Managing Large Lookups

This page offers a general approach to managing large lookup files. While Cribl Stream’s Git integration normally helps manage configuration changes, large lookups are exceptions. In many cases, you might want to exclude these files from Git, to reduce excessive deploy traffic. This approach can also prevent Git Push commands from encountering large file errors.

Good scenarios for this approach are:

  • Large binary files – like databases – which don’t benefit from Git’s typical efficient storage of only the deltas between versions. (With binary files, Git must replace the whole file for each new version.)

  • Files updated frequently and/or files updated independent of Cribl Stream.

  • Files replicated on many Worker Nodes.

The steps below assume access to a command line and (more importantly) to your OS’ filesystem. Where you lack such access – for example, in a Cribl.Cloud deployment – load lookup files of all sizes via Cribl Stream’s UI, as outlined in Lookups Library.

About the MaxMind GeoLite Example

We’ll illustrate this with an example that often combines all three conditions: setting up the free, popular MaxMind GeoLite2 City database to support Cribl Stream’s GeoIP lookup Function. This example anticipates a Cribl Stream production distributed deployment, where the GeoLite database is updated nightly across multiple Workers.
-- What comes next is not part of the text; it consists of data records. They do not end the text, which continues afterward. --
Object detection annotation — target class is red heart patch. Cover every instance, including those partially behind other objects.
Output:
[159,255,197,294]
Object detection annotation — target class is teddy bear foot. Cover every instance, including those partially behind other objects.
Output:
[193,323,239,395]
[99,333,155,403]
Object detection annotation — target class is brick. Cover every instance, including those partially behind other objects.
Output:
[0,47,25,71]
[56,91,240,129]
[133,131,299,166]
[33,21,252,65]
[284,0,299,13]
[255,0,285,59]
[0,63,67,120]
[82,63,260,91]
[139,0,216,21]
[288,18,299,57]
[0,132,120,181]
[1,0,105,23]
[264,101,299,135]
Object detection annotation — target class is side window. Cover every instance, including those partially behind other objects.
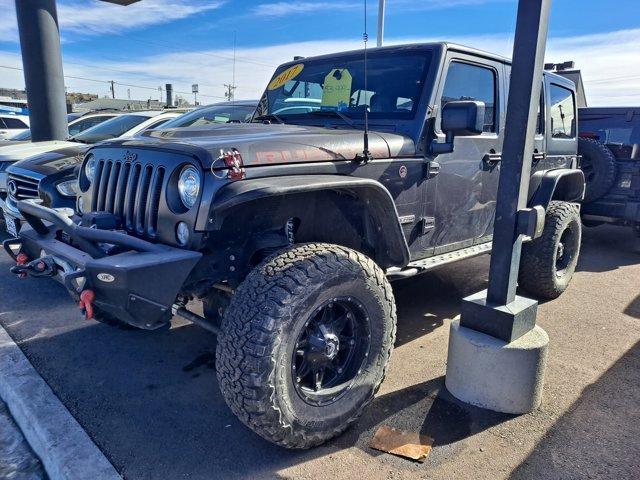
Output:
[441,62,496,132]
[536,85,544,135]
[4,117,29,129]
[549,84,576,138]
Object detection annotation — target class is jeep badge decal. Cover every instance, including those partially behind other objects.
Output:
[96,273,116,283]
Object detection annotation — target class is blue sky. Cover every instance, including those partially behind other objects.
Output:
[0,0,640,105]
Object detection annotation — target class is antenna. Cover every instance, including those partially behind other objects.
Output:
[356,0,373,163]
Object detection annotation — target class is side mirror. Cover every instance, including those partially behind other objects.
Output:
[431,100,485,155]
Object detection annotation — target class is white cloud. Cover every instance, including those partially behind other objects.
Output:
[0,0,225,41]
[252,2,362,17]
[0,29,640,105]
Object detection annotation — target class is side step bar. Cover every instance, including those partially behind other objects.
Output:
[387,242,492,281]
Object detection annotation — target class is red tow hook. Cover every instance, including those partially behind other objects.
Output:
[16,253,29,278]
[78,290,96,320]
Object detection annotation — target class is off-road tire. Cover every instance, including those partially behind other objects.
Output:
[578,138,618,203]
[518,201,582,299]
[216,243,396,448]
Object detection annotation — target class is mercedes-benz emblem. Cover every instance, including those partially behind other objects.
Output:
[7,180,18,197]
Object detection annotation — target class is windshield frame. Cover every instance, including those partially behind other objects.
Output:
[251,45,438,126]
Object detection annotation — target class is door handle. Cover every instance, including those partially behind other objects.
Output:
[426,160,440,178]
[482,152,502,165]
[531,152,547,163]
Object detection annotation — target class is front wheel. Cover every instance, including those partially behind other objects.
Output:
[518,201,582,299]
[216,244,396,448]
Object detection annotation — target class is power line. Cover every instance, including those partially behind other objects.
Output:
[109,33,277,68]
[0,65,226,100]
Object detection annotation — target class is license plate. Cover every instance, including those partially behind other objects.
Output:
[4,213,18,237]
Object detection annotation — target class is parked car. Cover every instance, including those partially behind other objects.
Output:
[0,113,29,141]
[578,107,640,235]
[5,112,121,145]
[0,109,184,234]
[151,100,258,134]
[4,43,584,448]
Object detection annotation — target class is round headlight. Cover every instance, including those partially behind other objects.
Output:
[178,165,200,208]
[84,155,98,182]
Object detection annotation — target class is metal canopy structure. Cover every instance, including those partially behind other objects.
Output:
[15,0,139,142]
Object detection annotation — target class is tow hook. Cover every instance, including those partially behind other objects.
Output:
[11,253,58,278]
[78,290,96,320]
[11,253,29,278]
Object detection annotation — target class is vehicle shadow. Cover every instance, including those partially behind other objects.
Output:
[510,342,640,480]
[392,255,489,348]
[0,251,496,479]
[576,225,640,272]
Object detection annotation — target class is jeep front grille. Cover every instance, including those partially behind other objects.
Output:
[91,160,165,238]
[7,174,40,202]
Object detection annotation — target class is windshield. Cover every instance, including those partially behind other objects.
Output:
[162,105,255,129]
[11,130,31,140]
[254,51,431,121]
[72,113,149,143]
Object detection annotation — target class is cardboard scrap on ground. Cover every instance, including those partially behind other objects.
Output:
[369,425,433,462]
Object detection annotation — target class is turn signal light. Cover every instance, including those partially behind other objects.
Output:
[220,148,246,180]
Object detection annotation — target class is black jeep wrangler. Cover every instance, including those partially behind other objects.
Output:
[578,107,640,235]
[5,43,584,448]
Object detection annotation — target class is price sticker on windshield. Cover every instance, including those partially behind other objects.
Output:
[320,68,353,110]
[267,63,304,90]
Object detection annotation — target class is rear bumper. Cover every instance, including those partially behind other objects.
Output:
[4,202,202,329]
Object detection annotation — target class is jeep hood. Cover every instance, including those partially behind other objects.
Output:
[5,142,89,178]
[0,140,78,162]
[107,123,416,167]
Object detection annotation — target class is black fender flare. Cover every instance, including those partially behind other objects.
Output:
[527,168,585,210]
[208,175,410,268]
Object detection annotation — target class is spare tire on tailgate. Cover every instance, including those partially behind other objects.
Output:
[578,138,617,203]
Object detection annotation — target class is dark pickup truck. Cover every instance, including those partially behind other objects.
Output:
[4,43,584,448]
[578,107,640,235]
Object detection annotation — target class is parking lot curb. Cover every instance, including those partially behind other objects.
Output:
[0,326,122,480]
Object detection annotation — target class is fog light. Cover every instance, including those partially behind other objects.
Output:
[176,222,189,247]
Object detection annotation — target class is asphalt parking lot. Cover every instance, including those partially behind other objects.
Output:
[0,227,640,479]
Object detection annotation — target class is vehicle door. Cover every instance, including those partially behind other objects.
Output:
[538,76,578,169]
[431,52,506,254]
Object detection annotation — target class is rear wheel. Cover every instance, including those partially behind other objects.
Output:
[216,244,396,448]
[518,201,582,299]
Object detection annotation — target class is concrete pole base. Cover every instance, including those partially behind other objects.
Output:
[445,320,549,414]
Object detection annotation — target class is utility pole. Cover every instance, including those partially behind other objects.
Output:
[15,0,67,142]
[376,0,385,47]
[445,0,551,413]
[224,83,236,102]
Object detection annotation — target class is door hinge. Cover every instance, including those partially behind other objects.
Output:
[419,217,436,235]
[425,160,440,178]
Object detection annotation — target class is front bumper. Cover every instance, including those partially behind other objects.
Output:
[3,201,202,329]
[581,200,640,224]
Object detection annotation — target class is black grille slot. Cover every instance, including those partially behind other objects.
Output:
[7,174,40,202]
[92,160,166,238]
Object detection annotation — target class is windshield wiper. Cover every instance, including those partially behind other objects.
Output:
[309,110,360,130]
[254,113,284,125]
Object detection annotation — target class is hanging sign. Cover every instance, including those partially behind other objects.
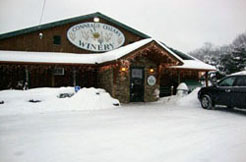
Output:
[147,75,156,86]
[67,22,125,52]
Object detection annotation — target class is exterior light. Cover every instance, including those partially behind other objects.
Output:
[93,17,100,23]
[149,68,155,73]
[120,67,126,72]
[39,33,43,39]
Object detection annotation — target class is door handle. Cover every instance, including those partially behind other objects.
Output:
[225,89,231,93]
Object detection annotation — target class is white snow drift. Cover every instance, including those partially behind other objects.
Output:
[0,87,119,115]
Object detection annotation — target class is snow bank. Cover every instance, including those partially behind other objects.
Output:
[159,88,200,107]
[230,70,246,75]
[0,87,119,115]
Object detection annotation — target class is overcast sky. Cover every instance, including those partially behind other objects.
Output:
[0,0,246,52]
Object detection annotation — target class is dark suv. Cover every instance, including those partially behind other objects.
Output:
[198,75,246,109]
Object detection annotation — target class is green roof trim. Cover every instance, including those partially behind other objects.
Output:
[168,47,194,60]
[161,42,194,60]
[0,12,150,40]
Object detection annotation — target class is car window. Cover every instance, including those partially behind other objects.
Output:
[235,76,246,86]
[218,77,236,86]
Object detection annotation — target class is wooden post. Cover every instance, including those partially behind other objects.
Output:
[178,70,181,84]
[73,68,77,87]
[205,71,208,87]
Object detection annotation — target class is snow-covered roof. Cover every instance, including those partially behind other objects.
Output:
[0,38,216,70]
[171,59,216,71]
[0,38,153,64]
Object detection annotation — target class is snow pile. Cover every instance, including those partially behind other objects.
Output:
[69,88,120,109]
[0,87,119,115]
[177,88,200,107]
[159,88,200,107]
[231,70,246,75]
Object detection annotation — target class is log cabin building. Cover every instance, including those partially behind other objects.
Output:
[0,12,215,103]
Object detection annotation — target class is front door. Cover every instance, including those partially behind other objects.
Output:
[130,67,144,102]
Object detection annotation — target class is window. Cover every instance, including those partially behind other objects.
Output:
[53,68,64,75]
[219,77,236,86]
[53,35,61,45]
[235,77,246,87]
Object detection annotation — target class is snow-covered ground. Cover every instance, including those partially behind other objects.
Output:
[0,88,246,162]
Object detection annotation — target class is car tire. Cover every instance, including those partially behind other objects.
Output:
[201,95,214,110]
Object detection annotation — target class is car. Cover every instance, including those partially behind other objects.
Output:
[198,73,246,109]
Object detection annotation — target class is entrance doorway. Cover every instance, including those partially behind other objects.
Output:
[130,67,144,102]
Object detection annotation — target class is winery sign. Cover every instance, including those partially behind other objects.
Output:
[67,22,125,52]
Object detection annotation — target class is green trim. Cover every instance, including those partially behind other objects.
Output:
[0,12,150,40]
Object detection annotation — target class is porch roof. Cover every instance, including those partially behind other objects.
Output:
[0,38,215,70]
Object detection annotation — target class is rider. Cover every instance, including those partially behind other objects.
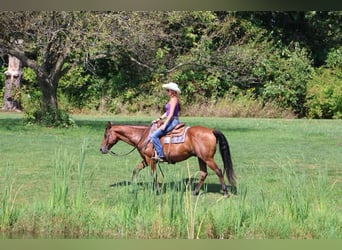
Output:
[151,82,181,162]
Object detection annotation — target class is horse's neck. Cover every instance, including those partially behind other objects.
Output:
[115,125,147,147]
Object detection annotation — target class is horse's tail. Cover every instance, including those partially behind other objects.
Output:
[214,130,236,187]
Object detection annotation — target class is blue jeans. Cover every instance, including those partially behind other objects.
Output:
[151,119,179,157]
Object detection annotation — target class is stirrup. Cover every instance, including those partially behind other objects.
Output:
[151,156,166,162]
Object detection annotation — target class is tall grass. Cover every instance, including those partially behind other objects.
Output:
[0,163,20,230]
[0,114,342,239]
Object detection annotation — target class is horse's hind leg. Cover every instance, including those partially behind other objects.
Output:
[207,159,229,197]
[194,158,208,195]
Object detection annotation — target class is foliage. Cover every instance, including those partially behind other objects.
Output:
[0,11,342,118]
[24,107,75,127]
[306,68,342,119]
[0,113,342,239]
[258,44,313,117]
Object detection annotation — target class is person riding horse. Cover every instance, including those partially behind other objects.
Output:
[151,82,181,162]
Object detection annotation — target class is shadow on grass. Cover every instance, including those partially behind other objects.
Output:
[110,178,237,194]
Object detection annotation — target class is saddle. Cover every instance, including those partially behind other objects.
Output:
[164,123,189,144]
[157,121,189,144]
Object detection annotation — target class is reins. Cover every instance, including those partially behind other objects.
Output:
[110,126,151,156]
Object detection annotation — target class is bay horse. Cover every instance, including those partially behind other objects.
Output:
[100,122,236,197]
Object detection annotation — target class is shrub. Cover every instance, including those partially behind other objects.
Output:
[305,68,342,119]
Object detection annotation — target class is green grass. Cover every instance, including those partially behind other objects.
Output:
[0,113,342,239]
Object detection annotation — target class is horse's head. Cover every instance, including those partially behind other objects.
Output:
[100,122,118,154]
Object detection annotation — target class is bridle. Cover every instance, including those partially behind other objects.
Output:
[109,124,152,156]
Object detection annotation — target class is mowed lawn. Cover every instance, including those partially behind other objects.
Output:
[0,113,342,239]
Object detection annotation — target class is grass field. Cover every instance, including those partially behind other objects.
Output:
[0,113,342,239]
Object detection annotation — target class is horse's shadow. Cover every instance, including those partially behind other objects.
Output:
[109,178,236,194]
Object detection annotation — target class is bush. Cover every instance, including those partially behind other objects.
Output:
[258,44,314,117]
[305,68,342,119]
[24,107,75,127]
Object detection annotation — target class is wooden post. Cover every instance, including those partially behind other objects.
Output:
[2,55,22,111]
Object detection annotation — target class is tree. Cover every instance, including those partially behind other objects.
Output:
[2,56,22,111]
[0,11,115,125]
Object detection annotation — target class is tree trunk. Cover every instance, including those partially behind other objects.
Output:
[38,74,58,111]
[2,55,22,111]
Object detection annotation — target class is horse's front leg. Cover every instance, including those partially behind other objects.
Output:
[132,161,146,182]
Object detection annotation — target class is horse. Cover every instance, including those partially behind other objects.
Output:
[100,122,236,197]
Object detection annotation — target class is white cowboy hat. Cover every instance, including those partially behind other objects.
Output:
[163,82,181,93]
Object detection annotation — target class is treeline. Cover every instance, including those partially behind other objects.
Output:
[0,11,342,124]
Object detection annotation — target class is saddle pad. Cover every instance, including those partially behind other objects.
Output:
[164,127,189,144]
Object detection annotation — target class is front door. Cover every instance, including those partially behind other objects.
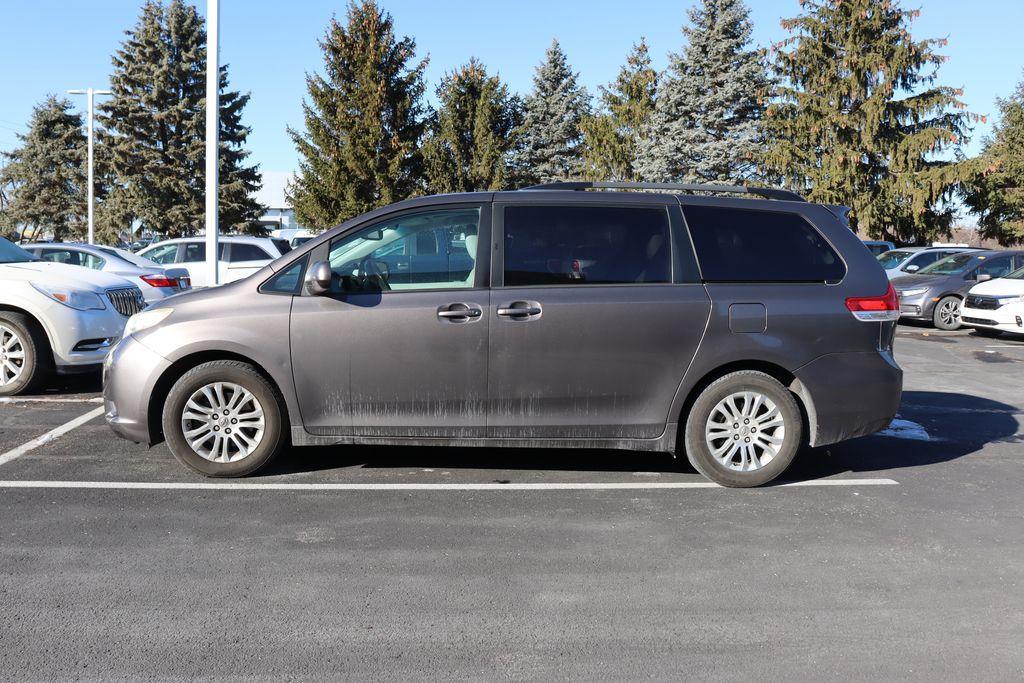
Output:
[291,205,490,438]
[488,198,711,439]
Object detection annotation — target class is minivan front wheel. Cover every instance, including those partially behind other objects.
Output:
[163,360,286,477]
[684,371,803,486]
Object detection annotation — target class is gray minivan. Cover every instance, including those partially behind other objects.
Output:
[103,182,902,486]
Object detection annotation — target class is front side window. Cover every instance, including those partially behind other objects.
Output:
[504,206,672,287]
[328,207,480,293]
[683,206,846,283]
This example includes complete instructions for this particular setup. However, you can generalize the example to other MaxMind databases, and to other large lookup files – including large .csv’s that similarly receive frequent updates.

Reducing Deploy Traffic

The general approach for handling large lookups is:

  • Do not place these files in the standard $CRIBL_HOME/data/lookups.

  • Instead, place them in a $CRIBL_HOME subdirectory that’s excluded from Git version control, through inclusion in the $CRIBL_HOME/.gitignore file. Deploying the files to the Leader Node and all desired Workers will require a manual procedure and will be required for the initial deployment as well as subsequent updates.

The example below uses $CRIBL_HOME/state subdirectory, which is already listed in the default .gitignore file that ships with Cribl Stream.

If you prefer, you can use a different path, which might be a path outside $CRIBL_HOME. If you choose this alternative, be sure to add that path to .gitignore.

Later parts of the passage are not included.